Posted in alien life, engineering

The wheels are in motion to send the first humans to Mars. For many, the first image that calls to mind may be of a spaceship touching down in a vast, red desert. But arriving on Mars is only half the picture. People also need to live there, something that can be difficult to imagine because there are so many unknowns. Martian habitation presents one of the greatest scientific challenges of the 21st century. And it is a challenge synthetic biology will be integral in solving.

One of the most exciting ventures tackling this problem is CUBES, the Center for the Utilization of Biological Engineering in Space. SynBioBeta recently spoke with Adam Arkin, the director of CUBES and professor of bioengineering at UC Berkeley. Arkin, who will also speak at SynBioBeta 2019, described the goals of the CUBES project and how their work could enable human life on Mars.

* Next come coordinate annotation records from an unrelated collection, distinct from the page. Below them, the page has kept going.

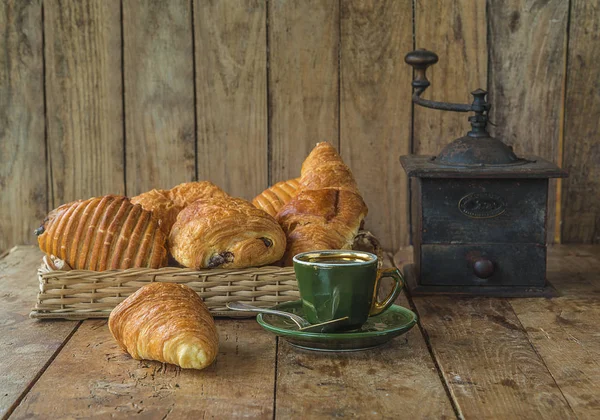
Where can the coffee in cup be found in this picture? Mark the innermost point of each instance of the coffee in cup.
(338, 283)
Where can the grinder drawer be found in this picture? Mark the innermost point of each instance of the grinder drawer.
(484, 265)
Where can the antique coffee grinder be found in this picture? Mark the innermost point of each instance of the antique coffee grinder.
(479, 211)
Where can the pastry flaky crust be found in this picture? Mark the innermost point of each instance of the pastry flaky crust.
(104, 233)
(225, 232)
(166, 322)
(328, 210)
(166, 204)
(274, 198)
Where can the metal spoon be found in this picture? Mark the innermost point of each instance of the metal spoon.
(303, 324)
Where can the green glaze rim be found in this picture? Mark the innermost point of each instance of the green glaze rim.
(298, 258)
(337, 336)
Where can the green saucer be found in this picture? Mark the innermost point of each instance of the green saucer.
(376, 331)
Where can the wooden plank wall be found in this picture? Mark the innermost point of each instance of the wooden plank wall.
(121, 96)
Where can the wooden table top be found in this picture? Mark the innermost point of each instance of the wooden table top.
(470, 357)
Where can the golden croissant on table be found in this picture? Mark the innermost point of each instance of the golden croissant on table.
(166, 322)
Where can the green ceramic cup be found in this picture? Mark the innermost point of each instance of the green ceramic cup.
(338, 283)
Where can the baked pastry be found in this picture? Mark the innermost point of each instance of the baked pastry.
(103, 233)
(273, 198)
(166, 322)
(225, 232)
(161, 206)
(166, 204)
(328, 210)
(185, 194)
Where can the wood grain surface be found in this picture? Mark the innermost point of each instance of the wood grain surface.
(487, 360)
(304, 41)
(497, 358)
(113, 96)
(84, 99)
(527, 47)
(23, 181)
(564, 332)
(239, 383)
(581, 197)
(159, 94)
(456, 31)
(575, 270)
(375, 110)
(26, 345)
(391, 381)
(231, 105)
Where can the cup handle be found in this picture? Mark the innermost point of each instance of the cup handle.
(378, 307)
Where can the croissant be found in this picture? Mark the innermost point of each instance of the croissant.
(166, 204)
(103, 233)
(328, 210)
(273, 198)
(161, 206)
(166, 322)
(225, 232)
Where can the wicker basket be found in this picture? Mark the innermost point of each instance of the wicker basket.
(82, 294)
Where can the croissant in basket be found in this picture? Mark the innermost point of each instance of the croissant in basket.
(327, 211)
(166, 204)
(274, 198)
(225, 232)
(166, 322)
(103, 233)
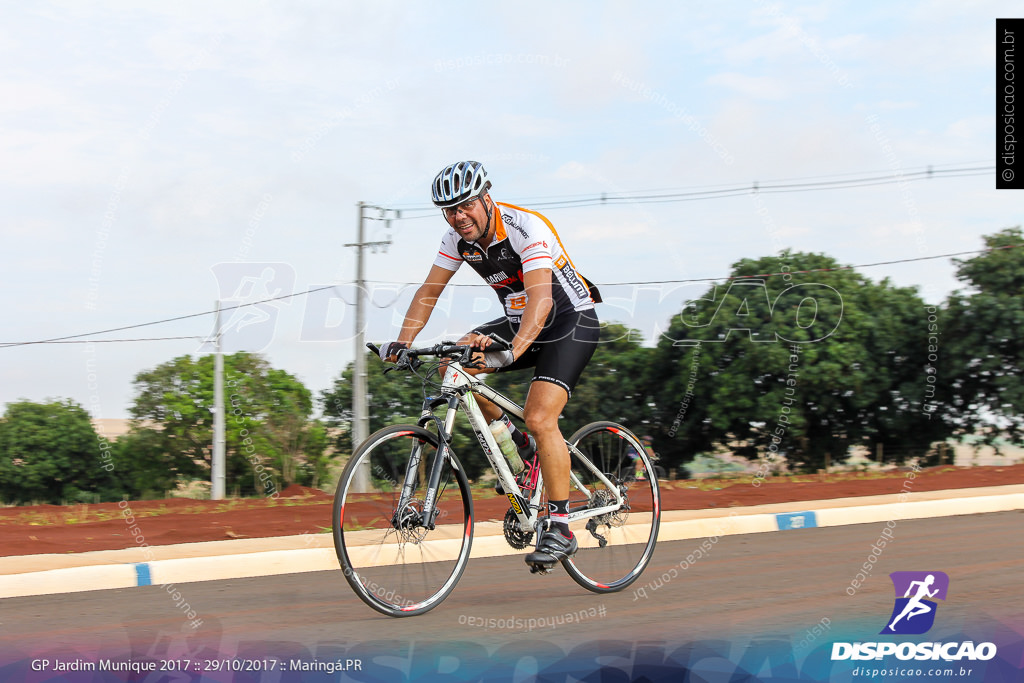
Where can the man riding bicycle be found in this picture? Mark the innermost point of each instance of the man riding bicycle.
(549, 322)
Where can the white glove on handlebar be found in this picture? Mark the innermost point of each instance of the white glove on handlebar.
(498, 358)
(391, 349)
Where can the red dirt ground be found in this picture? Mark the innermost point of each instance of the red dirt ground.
(51, 528)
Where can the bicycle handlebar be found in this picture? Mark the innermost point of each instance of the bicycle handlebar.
(444, 349)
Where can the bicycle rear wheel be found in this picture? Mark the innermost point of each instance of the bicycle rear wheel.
(614, 548)
(396, 561)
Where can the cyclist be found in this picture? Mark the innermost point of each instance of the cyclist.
(549, 321)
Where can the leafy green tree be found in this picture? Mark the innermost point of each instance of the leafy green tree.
(979, 346)
(804, 366)
(267, 421)
(49, 453)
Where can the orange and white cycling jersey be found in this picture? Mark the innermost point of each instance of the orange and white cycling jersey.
(524, 241)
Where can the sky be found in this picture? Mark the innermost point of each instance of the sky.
(161, 157)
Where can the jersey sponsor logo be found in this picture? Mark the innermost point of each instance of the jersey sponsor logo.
(515, 302)
(511, 222)
(563, 266)
(497, 278)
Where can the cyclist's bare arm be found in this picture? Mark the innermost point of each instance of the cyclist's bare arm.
(423, 302)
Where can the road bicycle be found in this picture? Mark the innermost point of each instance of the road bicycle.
(402, 515)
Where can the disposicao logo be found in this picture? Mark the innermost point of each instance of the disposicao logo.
(913, 613)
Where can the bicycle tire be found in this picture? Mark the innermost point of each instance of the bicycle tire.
(390, 558)
(629, 536)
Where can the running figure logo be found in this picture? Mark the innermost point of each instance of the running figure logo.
(913, 612)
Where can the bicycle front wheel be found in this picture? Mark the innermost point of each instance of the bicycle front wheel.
(614, 547)
(397, 561)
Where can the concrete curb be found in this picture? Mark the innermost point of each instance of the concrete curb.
(264, 557)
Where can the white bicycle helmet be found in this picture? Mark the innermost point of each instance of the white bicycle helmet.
(459, 182)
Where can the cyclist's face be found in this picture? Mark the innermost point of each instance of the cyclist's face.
(469, 218)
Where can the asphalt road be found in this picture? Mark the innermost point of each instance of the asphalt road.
(792, 590)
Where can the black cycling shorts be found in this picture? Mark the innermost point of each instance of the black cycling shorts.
(561, 351)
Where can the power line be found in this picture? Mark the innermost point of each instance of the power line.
(58, 340)
(754, 187)
(166, 319)
(770, 274)
(111, 341)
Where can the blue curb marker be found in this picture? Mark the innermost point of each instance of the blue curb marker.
(796, 520)
(142, 573)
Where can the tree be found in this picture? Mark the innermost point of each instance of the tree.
(979, 346)
(802, 366)
(268, 432)
(49, 453)
(393, 398)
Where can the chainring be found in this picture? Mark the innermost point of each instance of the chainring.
(514, 534)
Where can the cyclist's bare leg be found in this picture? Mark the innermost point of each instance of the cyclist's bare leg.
(544, 403)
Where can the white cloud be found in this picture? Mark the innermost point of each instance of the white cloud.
(751, 86)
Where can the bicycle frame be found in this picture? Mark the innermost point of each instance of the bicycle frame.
(457, 392)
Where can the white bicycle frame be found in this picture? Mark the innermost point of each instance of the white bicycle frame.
(459, 382)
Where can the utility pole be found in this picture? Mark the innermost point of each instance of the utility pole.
(217, 483)
(360, 412)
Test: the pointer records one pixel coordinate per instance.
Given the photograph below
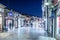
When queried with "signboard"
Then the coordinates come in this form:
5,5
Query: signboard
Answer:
1,10
58,25
10,14
54,2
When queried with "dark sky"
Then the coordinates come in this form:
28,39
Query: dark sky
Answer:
30,7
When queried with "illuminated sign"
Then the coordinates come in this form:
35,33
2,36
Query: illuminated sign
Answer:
54,2
10,14
1,10
58,25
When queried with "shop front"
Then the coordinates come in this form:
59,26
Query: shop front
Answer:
9,23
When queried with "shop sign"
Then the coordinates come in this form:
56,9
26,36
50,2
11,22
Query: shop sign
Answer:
10,14
55,2
58,25
1,10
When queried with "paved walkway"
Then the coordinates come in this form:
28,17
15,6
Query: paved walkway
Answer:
27,33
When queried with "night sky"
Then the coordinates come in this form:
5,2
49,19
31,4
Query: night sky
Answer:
29,7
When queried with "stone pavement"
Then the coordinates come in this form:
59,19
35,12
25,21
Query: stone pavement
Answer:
27,34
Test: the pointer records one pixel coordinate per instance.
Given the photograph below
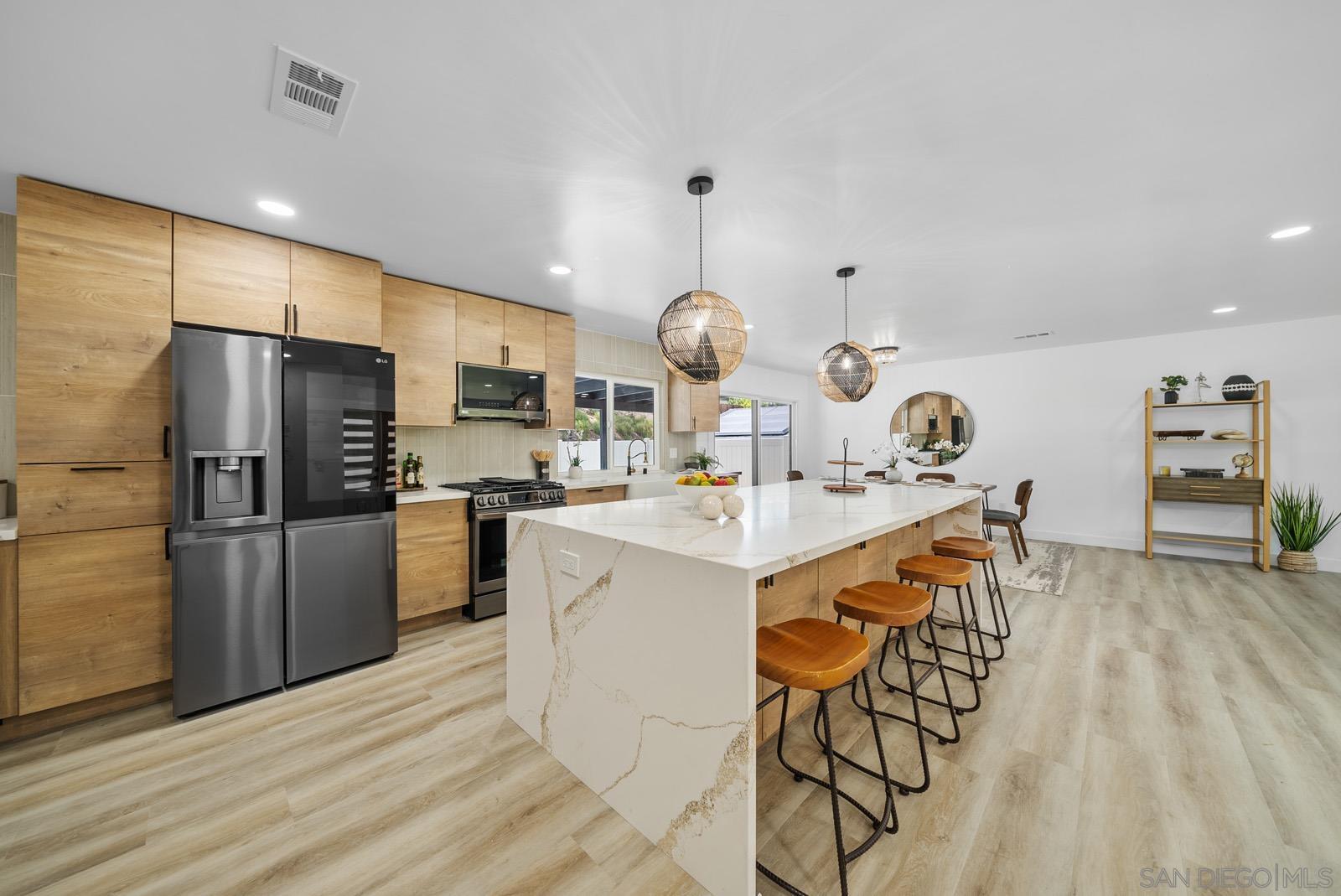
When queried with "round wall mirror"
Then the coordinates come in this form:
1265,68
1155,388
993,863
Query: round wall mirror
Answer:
936,424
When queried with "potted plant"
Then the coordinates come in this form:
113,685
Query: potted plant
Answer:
898,447
1297,520
702,460
1171,386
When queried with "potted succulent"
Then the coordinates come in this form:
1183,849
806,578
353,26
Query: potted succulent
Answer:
702,460
1297,520
1171,386
898,447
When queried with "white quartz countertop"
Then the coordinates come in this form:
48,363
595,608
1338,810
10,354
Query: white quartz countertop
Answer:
782,526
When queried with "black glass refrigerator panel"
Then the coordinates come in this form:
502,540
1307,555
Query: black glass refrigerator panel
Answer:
339,431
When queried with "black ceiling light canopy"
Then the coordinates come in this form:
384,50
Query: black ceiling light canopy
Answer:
847,372
702,334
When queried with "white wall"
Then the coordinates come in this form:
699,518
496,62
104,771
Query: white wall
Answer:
1072,419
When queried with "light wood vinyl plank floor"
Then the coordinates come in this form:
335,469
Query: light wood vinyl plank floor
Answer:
1162,714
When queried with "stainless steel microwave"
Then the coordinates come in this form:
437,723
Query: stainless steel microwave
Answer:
500,393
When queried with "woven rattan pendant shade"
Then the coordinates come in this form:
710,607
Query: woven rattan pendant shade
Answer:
847,372
702,334
702,337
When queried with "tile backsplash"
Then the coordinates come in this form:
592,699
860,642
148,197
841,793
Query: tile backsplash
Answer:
484,448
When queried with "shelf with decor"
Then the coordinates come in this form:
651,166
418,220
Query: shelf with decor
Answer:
1251,491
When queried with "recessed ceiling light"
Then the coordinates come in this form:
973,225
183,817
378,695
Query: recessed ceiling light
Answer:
275,208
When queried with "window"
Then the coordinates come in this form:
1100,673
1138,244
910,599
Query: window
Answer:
610,415
754,439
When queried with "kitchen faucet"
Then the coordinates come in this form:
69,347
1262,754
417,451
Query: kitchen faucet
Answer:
628,466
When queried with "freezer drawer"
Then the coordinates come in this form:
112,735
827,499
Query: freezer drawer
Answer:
228,617
339,593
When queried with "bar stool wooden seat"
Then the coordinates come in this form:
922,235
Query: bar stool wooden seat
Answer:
898,608
817,655
982,552
950,572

CUBES is a five-year NASA Science Technology Research Institute. Veteran researchers, postdocs, and undergraduates have come together across six universities to develop biomanufacturing systems for Mars missions. But, explains Arkin, “since there isn’t a specified reference mission architecture for a real mission to Mars, we don’t know precisely what our constraints are.” Over the next five years, CUBES will build increasingly realistic models of what it will take to make integrated bio-systems feasible in space.